Bonyamin juga menduga terkait dengan perusahaan yang melakukan impor limbah B3 ke Kepri, patut diduga ada perusahaan-perusahaan tertentu yang impornya itu berasal dari jalur yang tidak perlu di chek.
“Mestinya nanti saya akan minta instansi yang berwenang untuk mencabut izin fasilitas istilah nya jalur hijau atau jalur apa yang tidak perlu di chek isi barangnya,” ujar Bonyamin.

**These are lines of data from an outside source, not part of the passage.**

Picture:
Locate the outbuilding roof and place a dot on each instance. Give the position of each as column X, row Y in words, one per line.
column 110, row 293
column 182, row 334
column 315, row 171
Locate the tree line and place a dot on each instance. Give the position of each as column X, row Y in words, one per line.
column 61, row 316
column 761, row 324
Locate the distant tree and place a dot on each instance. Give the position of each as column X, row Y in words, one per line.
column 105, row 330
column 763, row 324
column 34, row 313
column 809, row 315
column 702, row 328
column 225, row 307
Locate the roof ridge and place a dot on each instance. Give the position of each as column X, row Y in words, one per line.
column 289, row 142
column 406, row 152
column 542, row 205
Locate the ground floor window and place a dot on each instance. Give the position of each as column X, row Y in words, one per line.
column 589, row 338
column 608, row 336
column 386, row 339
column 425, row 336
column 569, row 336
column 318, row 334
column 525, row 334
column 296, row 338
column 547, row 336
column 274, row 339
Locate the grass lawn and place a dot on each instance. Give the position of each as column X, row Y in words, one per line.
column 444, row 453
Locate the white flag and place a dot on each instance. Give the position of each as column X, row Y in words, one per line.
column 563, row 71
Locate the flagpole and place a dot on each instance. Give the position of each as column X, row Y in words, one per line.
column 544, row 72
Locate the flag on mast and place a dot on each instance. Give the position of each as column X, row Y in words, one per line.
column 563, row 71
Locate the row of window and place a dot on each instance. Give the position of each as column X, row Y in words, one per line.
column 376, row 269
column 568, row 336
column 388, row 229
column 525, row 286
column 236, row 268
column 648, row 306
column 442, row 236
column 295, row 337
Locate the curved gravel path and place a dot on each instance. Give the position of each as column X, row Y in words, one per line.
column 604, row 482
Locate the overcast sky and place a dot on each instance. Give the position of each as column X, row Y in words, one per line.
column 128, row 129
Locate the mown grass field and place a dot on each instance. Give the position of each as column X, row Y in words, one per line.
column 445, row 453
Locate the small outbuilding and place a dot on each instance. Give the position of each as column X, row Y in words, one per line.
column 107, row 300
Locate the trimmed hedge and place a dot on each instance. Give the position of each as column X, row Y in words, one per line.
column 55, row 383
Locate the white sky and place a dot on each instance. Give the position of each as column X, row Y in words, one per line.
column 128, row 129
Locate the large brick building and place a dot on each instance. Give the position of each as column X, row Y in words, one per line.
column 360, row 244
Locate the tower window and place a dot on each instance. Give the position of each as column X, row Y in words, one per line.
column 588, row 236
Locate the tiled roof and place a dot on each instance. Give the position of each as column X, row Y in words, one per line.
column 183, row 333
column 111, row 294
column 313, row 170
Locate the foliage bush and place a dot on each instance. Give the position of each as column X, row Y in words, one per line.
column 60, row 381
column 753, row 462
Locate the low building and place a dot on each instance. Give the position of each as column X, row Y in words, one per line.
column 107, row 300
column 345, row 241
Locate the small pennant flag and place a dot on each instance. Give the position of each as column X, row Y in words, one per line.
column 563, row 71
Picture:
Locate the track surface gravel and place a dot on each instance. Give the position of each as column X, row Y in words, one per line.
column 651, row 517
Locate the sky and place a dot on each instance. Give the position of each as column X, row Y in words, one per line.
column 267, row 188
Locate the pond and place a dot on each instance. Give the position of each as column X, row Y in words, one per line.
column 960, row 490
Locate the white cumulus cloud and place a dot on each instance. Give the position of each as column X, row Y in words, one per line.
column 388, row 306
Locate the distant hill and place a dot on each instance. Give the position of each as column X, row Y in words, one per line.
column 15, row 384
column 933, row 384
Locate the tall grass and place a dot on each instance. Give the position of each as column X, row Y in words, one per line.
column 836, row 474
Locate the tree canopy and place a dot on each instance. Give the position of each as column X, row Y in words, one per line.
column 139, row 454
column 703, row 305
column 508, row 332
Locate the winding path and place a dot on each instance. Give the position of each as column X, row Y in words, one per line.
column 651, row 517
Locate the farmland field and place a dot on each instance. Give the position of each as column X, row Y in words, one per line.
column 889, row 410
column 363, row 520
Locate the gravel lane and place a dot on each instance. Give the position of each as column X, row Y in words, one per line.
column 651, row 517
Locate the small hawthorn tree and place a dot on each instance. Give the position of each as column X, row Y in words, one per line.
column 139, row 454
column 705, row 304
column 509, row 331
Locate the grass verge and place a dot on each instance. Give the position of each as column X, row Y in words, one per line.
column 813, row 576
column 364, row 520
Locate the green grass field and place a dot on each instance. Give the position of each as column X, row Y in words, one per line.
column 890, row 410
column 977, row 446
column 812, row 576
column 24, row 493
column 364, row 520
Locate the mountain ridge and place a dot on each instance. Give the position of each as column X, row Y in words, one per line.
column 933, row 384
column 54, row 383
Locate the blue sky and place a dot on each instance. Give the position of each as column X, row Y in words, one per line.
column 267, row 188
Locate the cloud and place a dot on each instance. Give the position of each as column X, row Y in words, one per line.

Sesuai temuan yang dikemukakan oleh Boyamin Saiman iya mengatakan bahwa limbah Fuel Oil tersebut ditimbun daerah lubang bekas pertambang diwilayah Kepulauan Riau.
Tidak hanya itu, seharusnya jika dokumen mereka (kapal penyeludup) lengkap dengan adanya perlayaran ini negara seharusnya diuntungakan sebanyak 1 milyar rupiah perkapal dengan PNBP (Pendapatan Negara Bukan Pajak) tetapi kenyataanya negara hanya mendapatkan sanksi adminisrasi yang hanya Rp 30 juta rupiah.
“Kami menduga Limbah Fuel Oil ini ditimbun daerah lubang bekas pertambangan diwilayah Kepri, ini kan sangat berbahaya,”katanya.
“Tidak hanya ditimbun di wilayah bekas pertambangan, dengan adanya temuan ini seharusnya negara bisa diuntungkan sebanyak 1 milyar rupiah perkapal. Tetapi nyatanya tidak, negara hanya mendapatkan berupa uang sanksi administrasi yang hanya jutaan rupiah, Ini sangat merugikan negara,” ungkap Boyamin Saiman kembali.
Bonyamin menegaskan, terkait dengan hal ini banyak hal yang mestinya bisa dilakukan penindakan hukum mulai dari pelayaran ilegal, terus kemudian dugaan limbah beracun dan juga hilang nya pendapatan negara dari sisi PNBP. (hj)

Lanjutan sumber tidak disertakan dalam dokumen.